Je veux ici saluer le dévouement des professionnels de la chaîne pénale - magistrats, greffiers, personnels pénitentiaires -, qui font vivre, chaque jour, une justice bien souvent à bout de souffle.
Monsieur le garde des sceaux, vos prédécesseurs ont engagé des réformes importantes et courageuses et apporté des moyens à la justice, mais les dysfonctionnements demeurent.
Vous avez lancé plusieurs concertations, dont un exercice inédit sur la probation, qui a suscité à la fois beaucoup d'interrogations et beaucoup d'intérêt. Selon quelle méthode comptez-vous construire la révolution pénale que vous appelez de vos voeux ? Quels en seront les axes majeurs ?

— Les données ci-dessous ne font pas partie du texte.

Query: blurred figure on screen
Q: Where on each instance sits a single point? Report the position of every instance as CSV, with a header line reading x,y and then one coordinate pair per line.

Notre droit pénal doit s'adapter aux enjeux de notre époque. Redonnons à la justice les moyens d'agir et aux peines un sens. Les Français et les professionnels de la justice l'attendent.
Réponse du Ministère de la justice publiée le 03/07/2025 (séance publique du 02/07)
Gérald Darmanin, ministre d'État, garde des sceaux, ministre de la justice.
Monsieur le président Patriat, je vous remercie de souligner les moyens supplémentaires que nous accordons au ministère de la justice, notamment pour augmenter le nombre de magistrats.
Je rappelle que la France compte trois magistrats du parquet pour 100 000 habitants. Ce ratio est quatre fois supérieur en Allemagne et dix fois supérieur en moyenne dans les pays européens.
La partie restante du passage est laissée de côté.